Let us know how it goes!

Thanks for this. We definitely require a no-downtime migration, and would appreciate those pointers!

From reading the docs, I would have thought that:

  • removing the annotation to inject linkerd from the meshed workloads
  • restarting them
  • uninstalling the control plane
    would provide for a no-downtime uninstallation. But I guess from your post that I must be missing something.

Err, maybe I misunderstand what you mean by downtime for the data plane. Do you mean that there will be some time during which the workloads that are usually in the linkerd mesh will not part of the mesh? Or do you mean that there will be some time during which the workloads are completely unavailable? If the former, that’s okay with us. If the latter, I’m more nervous. (But again, I thought after reading the docs that it’s the former.)

If you uninstall the control plane, the proxies in the data plane will continue to work with cached discovery information but won’t be able to connect to any new pods that get created. So it’s really not recommended to run without a healthy control plane.

To migrate a control plane installed with the CLI to a Helm-managed one you’ll have to have Helm “adopt” the control plane resources. This is a Helm undocumented feature.

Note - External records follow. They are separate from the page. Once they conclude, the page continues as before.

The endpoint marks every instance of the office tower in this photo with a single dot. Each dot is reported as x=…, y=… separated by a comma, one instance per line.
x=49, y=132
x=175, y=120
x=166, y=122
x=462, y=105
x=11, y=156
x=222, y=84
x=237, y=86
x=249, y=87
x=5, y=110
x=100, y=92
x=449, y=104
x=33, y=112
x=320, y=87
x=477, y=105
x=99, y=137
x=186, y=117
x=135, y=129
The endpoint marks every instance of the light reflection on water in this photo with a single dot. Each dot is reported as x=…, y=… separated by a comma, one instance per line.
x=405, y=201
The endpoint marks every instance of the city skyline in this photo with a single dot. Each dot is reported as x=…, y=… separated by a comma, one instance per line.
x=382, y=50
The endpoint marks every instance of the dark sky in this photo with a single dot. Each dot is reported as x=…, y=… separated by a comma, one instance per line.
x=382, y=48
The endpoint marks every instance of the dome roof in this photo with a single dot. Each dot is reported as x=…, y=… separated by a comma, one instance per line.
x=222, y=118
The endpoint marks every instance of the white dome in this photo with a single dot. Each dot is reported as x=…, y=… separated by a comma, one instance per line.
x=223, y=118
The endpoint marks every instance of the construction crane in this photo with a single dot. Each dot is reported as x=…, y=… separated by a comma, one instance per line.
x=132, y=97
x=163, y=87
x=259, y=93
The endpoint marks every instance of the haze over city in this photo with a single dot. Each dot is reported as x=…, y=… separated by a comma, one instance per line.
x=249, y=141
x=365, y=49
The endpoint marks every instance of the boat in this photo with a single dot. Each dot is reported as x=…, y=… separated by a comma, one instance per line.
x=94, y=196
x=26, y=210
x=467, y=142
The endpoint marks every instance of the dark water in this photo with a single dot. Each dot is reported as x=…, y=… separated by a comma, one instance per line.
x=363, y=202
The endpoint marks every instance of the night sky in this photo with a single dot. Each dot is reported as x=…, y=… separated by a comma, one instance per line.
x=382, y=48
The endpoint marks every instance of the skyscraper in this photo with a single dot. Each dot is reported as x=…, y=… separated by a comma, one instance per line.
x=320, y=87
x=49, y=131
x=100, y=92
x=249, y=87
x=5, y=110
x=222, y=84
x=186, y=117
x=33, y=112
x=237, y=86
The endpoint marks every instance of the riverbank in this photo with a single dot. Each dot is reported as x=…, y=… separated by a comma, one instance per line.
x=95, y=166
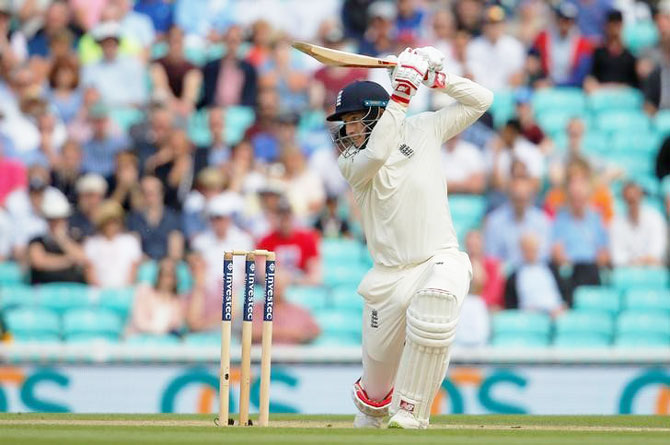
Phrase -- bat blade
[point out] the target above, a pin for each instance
(333, 57)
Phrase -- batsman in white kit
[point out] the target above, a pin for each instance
(419, 279)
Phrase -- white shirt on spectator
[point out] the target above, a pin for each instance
(113, 260)
(461, 162)
(629, 242)
(492, 64)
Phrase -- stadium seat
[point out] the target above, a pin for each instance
(513, 322)
(10, 273)
(597, 298)
(61, 297)
(33, 324)
(643, 323)
(569, 100)
(118, 300)
(625, 278)
(314, 298)
(82, 324)
(609, 99)
(648, 300)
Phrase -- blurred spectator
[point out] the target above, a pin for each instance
(613, 64)
(639, 237)
(12, 174)
(296, 249)
(120, 79)
(580, 241)
(380, 34)
(564, 53)
(304, 189)
(217, 152)
(511, 146)
(55, 256)
(496, 58)
(124, 185)
(101, 149)
(174, 78)
(330, 224)
(91, 189)
(157, 227)
(65, 174)
(505, 225)
(64, 93)
(113, 254)
(533, 286)
(291, 323)
(229, 80)
(463, 166)
(158, 309)
(487, 274)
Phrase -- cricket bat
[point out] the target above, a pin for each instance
(333, 57)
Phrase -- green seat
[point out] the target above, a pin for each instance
(92, 323)
(570, 100)
(16, 295)
(33, 323)
(313, 298)
(597, 298)
(508, 340)
(616, 121)
(608, 99)
(62, 297)
(521, 323)
(625, 278)
(10, 273)
(648, 299)
(642, 340)
(582, 322)
(638, 322)
(118, 300)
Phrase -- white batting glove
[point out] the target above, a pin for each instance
(407, 76)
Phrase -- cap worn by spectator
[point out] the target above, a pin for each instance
(91, 183)
(55, 206)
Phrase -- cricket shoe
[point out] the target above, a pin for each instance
(406, 421)
(364, 421)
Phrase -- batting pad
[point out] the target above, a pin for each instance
(431, 325)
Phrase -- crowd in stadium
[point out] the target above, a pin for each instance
(143, 139)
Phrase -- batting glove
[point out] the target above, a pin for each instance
(407, 76)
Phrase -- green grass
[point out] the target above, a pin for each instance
(30, 429)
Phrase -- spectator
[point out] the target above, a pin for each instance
(157, 227)
(330, 224)
(55, 256)
(495, 58)
(533, 286)
(580, 242)
(487, 274)
(101, 149)
(91, 189)
(564, 53)
(613, 64)
(158, 309)
(291, 323)
(505, 225)
(296, 248)
(113, 254)
(64, 93)
(230, 80)
(463, 166)
(64, 176)
(174, 78)
(638, 237)
(119, 78)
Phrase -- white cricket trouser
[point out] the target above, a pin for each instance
(387, 293)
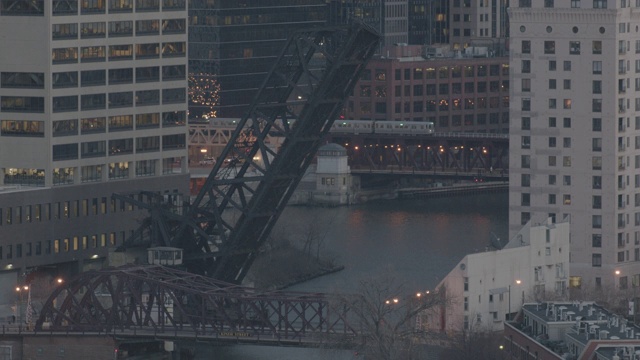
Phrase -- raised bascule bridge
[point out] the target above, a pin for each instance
(221, 231)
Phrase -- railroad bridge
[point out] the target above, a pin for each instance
(443, 152)
(138, 301)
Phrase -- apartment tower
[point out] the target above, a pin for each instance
(92, 102)
(575, 131)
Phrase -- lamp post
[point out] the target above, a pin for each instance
(20, 290)
(509, 316)
(632, 304)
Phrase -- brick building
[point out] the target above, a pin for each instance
(456, 91)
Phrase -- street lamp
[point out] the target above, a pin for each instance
(20, 290)
(517, 283)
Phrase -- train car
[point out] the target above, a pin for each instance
(224, 122)
(352, 126)
(403, 127)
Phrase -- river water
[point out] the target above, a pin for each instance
(416, 241)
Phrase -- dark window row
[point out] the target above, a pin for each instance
(22, 80)
(118, 52)
(71, 7)
(116, 123)
(91, 149)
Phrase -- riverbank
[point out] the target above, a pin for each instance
(286, 266)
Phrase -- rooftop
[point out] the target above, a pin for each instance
(596, 329)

It means you’ll have to add two annotations and one label to each resource before Helm is able to adopt them, otherwise helm install will fail and complain about “invalid ownership metadata”.

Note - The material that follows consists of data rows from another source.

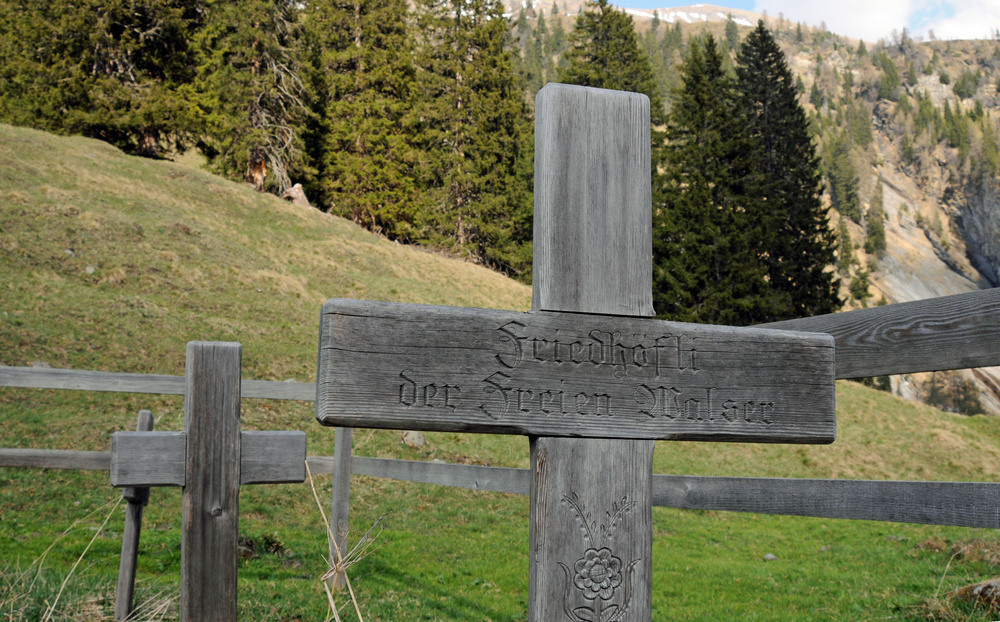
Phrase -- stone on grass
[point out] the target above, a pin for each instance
(414, 439)
(985, 594)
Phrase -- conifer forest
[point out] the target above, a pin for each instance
(414, 120)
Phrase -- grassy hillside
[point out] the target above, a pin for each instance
(110, 262)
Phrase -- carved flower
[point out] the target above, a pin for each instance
(598, 573)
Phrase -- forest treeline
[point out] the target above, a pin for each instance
(413, 119)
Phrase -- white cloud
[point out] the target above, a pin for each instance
(865, 19)
(875, 19)
(973, 19)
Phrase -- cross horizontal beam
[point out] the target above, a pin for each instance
(402, 366)
(159, 458)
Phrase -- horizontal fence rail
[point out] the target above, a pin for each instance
(958, 504)
(79, 380)
(953, 332)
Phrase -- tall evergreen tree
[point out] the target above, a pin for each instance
(365, 89)
(473, 135)
(708, 212)
(605, 54)
(116, 70)
(251, 87)
(800, 245)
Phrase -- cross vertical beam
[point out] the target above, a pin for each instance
(212, 481)
(590, 528)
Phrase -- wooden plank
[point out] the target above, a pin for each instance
(599, 140)
(55, 459)
(82, 380)
(137, 499)
(271, 390)
(340, 501)
(592, 157)
(210, 501)
(472, 477)
(590, 504)
(953, 332)
(159, 458)
(962, 504)
(401, 366)
(148, 458)
(273, 457)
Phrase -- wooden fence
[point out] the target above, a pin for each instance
(954, 332)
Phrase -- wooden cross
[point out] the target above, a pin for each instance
(586, 374)
(211, 459)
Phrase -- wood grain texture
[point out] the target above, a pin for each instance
(55, 459)
(953, 332)
(402, 366)
(592, 202)
(593, 255)
(148, 458)
(82, 380)
(340, 500)
(590, 506)
(137, 498)
(963, 504)
(960, 504)
(210, 501)
(159, 458)
(472, 477)
(272, 457)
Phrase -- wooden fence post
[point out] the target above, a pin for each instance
(340, 499)
(137, 498)
(210, 502)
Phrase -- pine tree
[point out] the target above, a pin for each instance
(474, 160)
(365, 87)
(250, 85)
(605, 54)
(119, 70)
(708, 214)
(800, 245)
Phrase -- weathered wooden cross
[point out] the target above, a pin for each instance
(586, 374)
(211, 459)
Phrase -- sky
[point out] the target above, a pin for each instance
(871, 20)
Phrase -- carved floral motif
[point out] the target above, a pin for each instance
(600, 576)
(598, 573)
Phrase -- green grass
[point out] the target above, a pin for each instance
(176, 254)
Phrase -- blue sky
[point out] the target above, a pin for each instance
(871, 19)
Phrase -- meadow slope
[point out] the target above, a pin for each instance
(110, 262)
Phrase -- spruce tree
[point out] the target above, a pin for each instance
(800, 244)
(365, 89)
(250, 85)
(708, 214)
(119, 71)
(473, 136)
(605, 54)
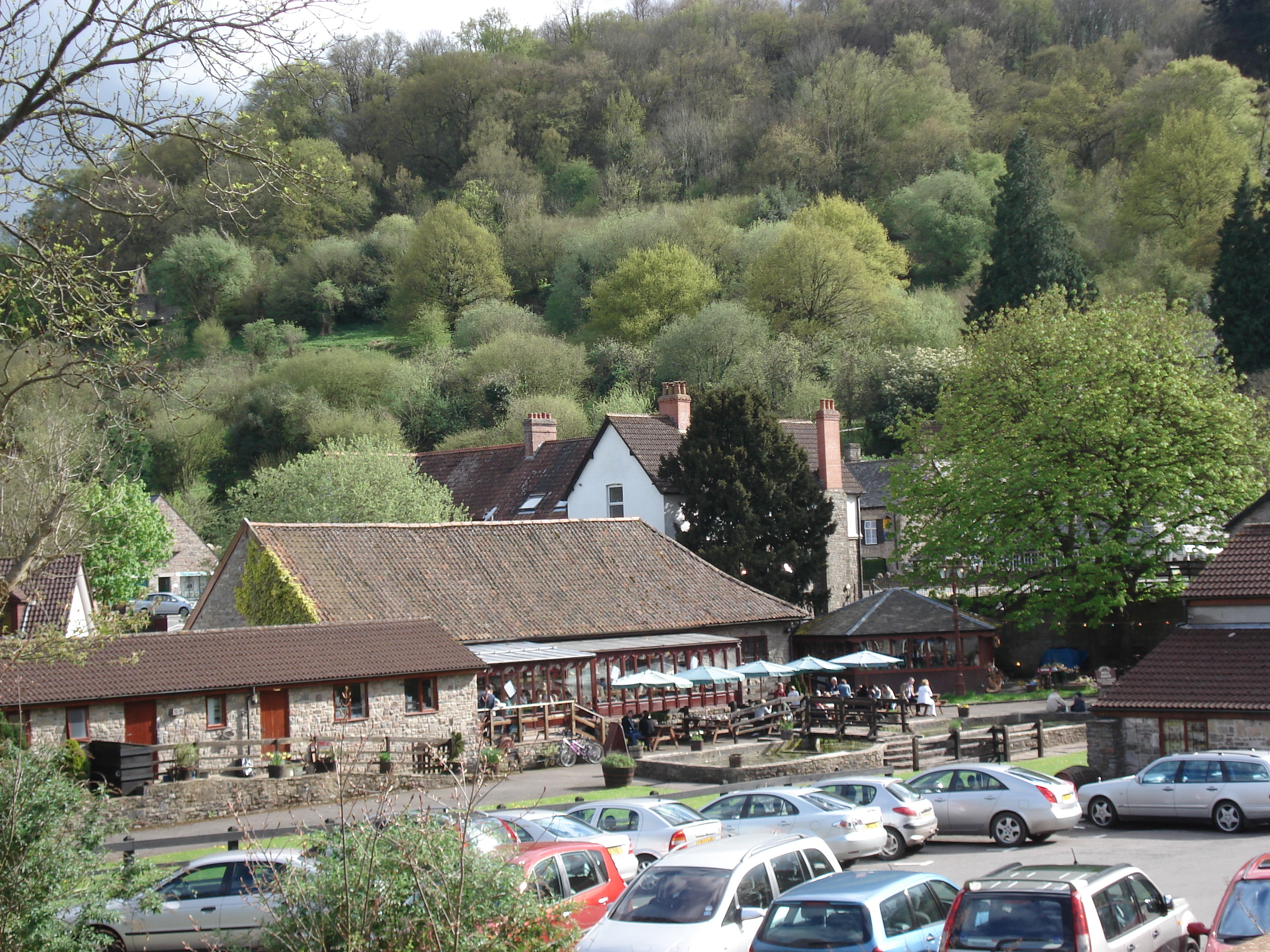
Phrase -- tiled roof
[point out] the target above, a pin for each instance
(47, 595)
(189, 553)
(874, 479)
(1241, 570)
(892, 612)
(649, 438)
(493, 483)
(226, 659)
(505, 581)
(1198, 669)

For example to adopt the resources for the linkerd-crds chart, you’d have to inspect the chart definition and list all the resources it defines and annotate them like so:

kubectl annotate crd authorizationpolicies.policy.linkerd.io meta.helm.sh/release-name=linkerd-crds
kubectl annotate crd authorizationpolicies.policy.linkerd.io meta.helm.sh/release-namespace=linkerd
kubectl label crd authorizationpolicies.policy.linkerd.io app.kubernetes.io/managed-by=Helm
kubectl annotate crd httproutes.policy.linkerd.io meta.helm.sh/release-name=linkerd-crds
kubectl annotate crd httproutes.policy.linkerd.io meta.helm.sh/release-namespace=linkerd
kubectl label crd httproutes.policy.linkerd.io app.kubernetes.io/managed-by=Helm
kubectl annotate crd meshtlsauthentications.policy.linkerd.io meta.helm.sh/release-name=linkerd-crds
kubectl annotate crd meshtlsauthentications.policy.linkerd.io meta.helm.sh/release-namespace=linkerd
kubectl label crd meshtlsauthentications.policy.linkerd.io app.kubernetes.io/managed-by=Helm
kubectl annotate crd networkauthentications.policy.linkerd.io meta.helm.sh/release-name=linkerd-crds
kubectl annotate crd networkauthentications.policy.linkerd.io meta.helm.sh/release-namespace=linkerd
kubectl label crd networkauthentications.policy.linkerd.io app.kubernetes.io/managed-by=Helm
kubectl annotate crd serverauthorizations.policy.linkerd.io meta.helm.sh/release-name=linkerd-crds
kubectl annotate crd serverauthorizations.policy.linkerd.io meta.helm.sh/release-namespace=linkerd
kubectl label crd serverauthorizations.policy.linkerd.io app.kubernetes.io/managed-by=Helm
kubectl annotate crd servers.policy.linkerd.io meta.helm.sh/release-name=linkerd-crds
kubectl annotate crd servers.policy.linkerd.io meta.helm.sh/release-namespace=linkerd
kubectl label crd servers.policy.linkerd.io app.kubernetes.io/managed-by=Helm
kubectl annotate crd serviceprofiles.linkerd.io meta.helm.sh/release-name=linkerd-crds
kubectl annotate crd serviceprofiles.linkerd.io meta.helm.sh/release-namespace=linkerd
kubectl label crd serviceprofiles.linkerd.io app.kubernetes.io/managed-by=Helm

Then you can install the chart with

helm install linkerd-crds -n linkerd linkerd/linkerd-crds

You’d have to perform the same operation for the linkerd-control-plane chart.

Note this is not a method that is officially supported, so make sure to test this out in a staging environment to make sure you’ve got it right.

On second thought, unmeshing the data plane like you describe might be simpler, as long as you don’t depend on policies or routing rules for your operation. For example if you have an AuthorizationPolicy allowing traffic only from a given ServiceAccount in the mesh, you naturally would have to unmesh the service attached to that policy first.